Having definitive proof that dopamine depletion influences parvalbumin interneuron reduction in the prefrontal cortex could be the catalyst towards improved antipsychotic medications. Also PV’s role in cognition still needs to be found. Indeed, there is evidence of parvalbumin being found within and having influence on motor systems [9] but investigating PV’s specific molecular pathway in relation to cognition under the umbrella of dopaminergic influence would help the field of neuroscience to better understand the pathophysiology of schizophrenia.

ACKNOWLEDGMENTS.

I would like to thank Peter Vollbrecht, Sheila Kusnoor, Bonnie Garcia and Ariel Deutch for being my advisors, instructors and most importantly my teachers that have given me a detailed glimpse into the field of neuroscience. I would like to thank the School for Science and Math at Vanderbilt for not only giving me the opportunity to participate in a high caliber research laboratory, but also to be a part of a school that encourages me to be creative in becoming the critical thinker necessary for what I want to pursue in life.

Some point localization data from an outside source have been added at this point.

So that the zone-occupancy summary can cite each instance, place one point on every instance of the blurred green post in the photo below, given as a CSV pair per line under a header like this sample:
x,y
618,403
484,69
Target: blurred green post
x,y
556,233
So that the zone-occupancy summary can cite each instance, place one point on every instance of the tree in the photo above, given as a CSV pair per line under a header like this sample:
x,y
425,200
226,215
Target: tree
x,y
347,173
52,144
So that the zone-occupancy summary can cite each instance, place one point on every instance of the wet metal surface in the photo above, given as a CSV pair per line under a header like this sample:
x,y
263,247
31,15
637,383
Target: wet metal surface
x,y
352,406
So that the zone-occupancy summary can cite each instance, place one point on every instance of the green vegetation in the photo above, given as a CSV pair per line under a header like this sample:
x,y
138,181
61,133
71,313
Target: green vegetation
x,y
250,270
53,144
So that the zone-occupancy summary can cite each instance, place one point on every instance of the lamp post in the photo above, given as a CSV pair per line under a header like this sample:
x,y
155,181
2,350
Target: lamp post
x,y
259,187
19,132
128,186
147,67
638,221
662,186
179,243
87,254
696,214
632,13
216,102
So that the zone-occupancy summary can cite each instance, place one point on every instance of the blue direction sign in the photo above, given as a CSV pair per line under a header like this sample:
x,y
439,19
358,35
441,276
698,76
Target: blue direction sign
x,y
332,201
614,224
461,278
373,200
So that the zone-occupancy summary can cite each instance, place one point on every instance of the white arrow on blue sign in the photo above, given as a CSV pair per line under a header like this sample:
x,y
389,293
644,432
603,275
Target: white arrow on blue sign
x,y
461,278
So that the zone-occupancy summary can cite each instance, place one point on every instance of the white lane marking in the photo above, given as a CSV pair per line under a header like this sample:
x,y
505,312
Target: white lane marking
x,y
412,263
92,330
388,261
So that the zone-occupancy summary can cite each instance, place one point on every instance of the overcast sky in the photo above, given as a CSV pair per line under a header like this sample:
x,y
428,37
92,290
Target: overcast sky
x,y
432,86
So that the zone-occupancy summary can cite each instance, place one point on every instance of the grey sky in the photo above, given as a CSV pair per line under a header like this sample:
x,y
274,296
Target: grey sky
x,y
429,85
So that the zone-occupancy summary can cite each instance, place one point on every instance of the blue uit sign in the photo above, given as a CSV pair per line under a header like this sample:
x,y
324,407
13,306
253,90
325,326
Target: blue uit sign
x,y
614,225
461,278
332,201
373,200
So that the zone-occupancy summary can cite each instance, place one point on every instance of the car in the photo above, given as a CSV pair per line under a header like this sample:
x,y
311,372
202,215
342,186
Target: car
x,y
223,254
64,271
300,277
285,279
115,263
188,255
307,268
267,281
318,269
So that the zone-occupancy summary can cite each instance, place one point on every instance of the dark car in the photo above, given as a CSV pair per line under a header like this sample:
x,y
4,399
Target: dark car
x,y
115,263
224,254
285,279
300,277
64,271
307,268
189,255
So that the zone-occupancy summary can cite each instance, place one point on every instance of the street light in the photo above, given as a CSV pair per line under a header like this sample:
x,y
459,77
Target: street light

Lastly, I would like to thank God for his impeccable timing of this entire research experience; my “orchestrating skills” are incomparable to his.

REFERENCES.

1. Wang CZ, Yang SF, Xia Y, Johnson KM, Neuropsych. 33, 2442 (2008)
2. Freedman R. The New Eng Journ of Med 349 1738, (2003).
3. Coyle JT, Cell and Mole Neurobio 26 365, (2006)
4. Cadet JL, Jayanthi S, McCoy MT, Beauvais G, Cai NS, CNS Neurol Disord Drug Target 9, 526(2010).
5. Goldman-Rakic PS, Selemon LD, Schizo Bull. 23 437, (1997).
6. Wang H, Deutch AY. Neuropsych. 33, 1276 (2008)
7. Lodge DJ, Behrens MM, Grace AA, The Journal of Neuroscience 29, 2344 (2009)
8. Kusnoor SV, et al., The Journ of Comp Neurol. 518, 2525 (2010).
9. Lannrgren J, Elzinga G, Stienen GJ, Journ of Phys-London 463, 123 (1993).